Wall Street analysts didn’t change their views on CSX (CSX) after its 3Q16 results. CSX’s consensus rating remains a “buy.” However, since its 1Q16 results, analysts with a “buy” rating have gone down from 16 to 14. 11 analysts suggest a “hold,” while the remaining three analysts recommend a “sell.”
Peer group recommendations
28.6% of analysts recommend Norfolk Southern (NSC) as a “buy.” The smallest US Class I railroad, Kansas City Southern (KSU), got a “buy” recommendation from 38.1% of analysts. BNSF Railway’s (BRK-B) prime competitor in the Western US, Union Pacific (UNP), has “buy” recommendations from 60.7% of Wall Street analysts. Major Canadian railroads such as Canadian National (CNI) and Canadian Pacific (CP) have 21.4% and 72.4% “buy” suggestions from analysts, respectively.
All the US-born Class I railroads form 5.5% of the portfolio holdings of the First Trust Industrials/Producer Durables AlphaDEX Fund (FXR).
Why have analysts given CSX a “buy” rating?
CSX’s heavy investment in its intermodal business and network improvement will most likely show results in 1H17. Plus, the company’s operational improvement plans are on track. These will also have a favorable impact on the earnings in the quarters to come.
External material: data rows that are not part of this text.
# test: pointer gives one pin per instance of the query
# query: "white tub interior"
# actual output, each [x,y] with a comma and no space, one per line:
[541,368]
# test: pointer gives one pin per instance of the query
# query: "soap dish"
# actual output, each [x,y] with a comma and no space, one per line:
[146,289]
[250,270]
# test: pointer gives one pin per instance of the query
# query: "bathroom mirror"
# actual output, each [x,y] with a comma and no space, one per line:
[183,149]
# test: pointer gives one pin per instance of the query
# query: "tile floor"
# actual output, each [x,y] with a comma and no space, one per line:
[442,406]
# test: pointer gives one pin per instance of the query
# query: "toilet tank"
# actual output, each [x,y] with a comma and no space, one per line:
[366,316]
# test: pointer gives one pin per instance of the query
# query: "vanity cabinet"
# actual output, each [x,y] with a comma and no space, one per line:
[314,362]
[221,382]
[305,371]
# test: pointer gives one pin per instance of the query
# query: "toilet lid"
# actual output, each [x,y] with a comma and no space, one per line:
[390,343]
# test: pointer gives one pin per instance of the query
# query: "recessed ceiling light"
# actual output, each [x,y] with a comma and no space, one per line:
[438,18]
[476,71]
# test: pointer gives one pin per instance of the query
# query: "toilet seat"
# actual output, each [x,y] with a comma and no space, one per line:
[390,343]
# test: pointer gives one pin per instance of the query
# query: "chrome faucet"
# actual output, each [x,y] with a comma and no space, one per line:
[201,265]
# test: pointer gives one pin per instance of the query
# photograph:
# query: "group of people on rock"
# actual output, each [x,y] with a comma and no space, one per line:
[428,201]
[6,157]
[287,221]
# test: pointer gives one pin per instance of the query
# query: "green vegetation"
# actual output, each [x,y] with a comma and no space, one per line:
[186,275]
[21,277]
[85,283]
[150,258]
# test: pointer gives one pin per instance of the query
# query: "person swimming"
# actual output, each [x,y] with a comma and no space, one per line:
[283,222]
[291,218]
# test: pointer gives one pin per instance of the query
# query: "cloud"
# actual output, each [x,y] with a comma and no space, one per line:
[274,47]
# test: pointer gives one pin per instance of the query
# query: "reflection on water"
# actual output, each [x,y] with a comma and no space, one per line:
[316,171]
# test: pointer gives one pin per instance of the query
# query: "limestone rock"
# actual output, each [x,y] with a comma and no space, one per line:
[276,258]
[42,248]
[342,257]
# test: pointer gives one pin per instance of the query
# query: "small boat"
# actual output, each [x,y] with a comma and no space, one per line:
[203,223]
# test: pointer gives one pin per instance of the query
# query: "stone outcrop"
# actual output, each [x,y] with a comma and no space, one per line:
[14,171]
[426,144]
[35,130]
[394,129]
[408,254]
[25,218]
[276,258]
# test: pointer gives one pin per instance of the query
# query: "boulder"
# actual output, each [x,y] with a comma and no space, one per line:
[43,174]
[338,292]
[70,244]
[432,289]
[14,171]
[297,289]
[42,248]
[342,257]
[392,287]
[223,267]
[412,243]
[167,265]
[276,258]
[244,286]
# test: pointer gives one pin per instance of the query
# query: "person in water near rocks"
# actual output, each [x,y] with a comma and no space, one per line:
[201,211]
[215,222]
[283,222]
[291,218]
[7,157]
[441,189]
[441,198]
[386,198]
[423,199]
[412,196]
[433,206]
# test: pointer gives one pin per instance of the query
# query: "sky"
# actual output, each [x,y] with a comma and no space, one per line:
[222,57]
A $2.0 billion share buyback program until April 2017 coupled with dividend improvements should give CSX’s earnings a push.
However, running longer trains will remain challenging for the company since metrics such as terminal dwell and freight cars online have not been favorable for CSX in 3Q16. In addition, the continued weakness in coal, intermodal, and chemicals will likely keep the pressure on CSX’s top line over the next few quarters.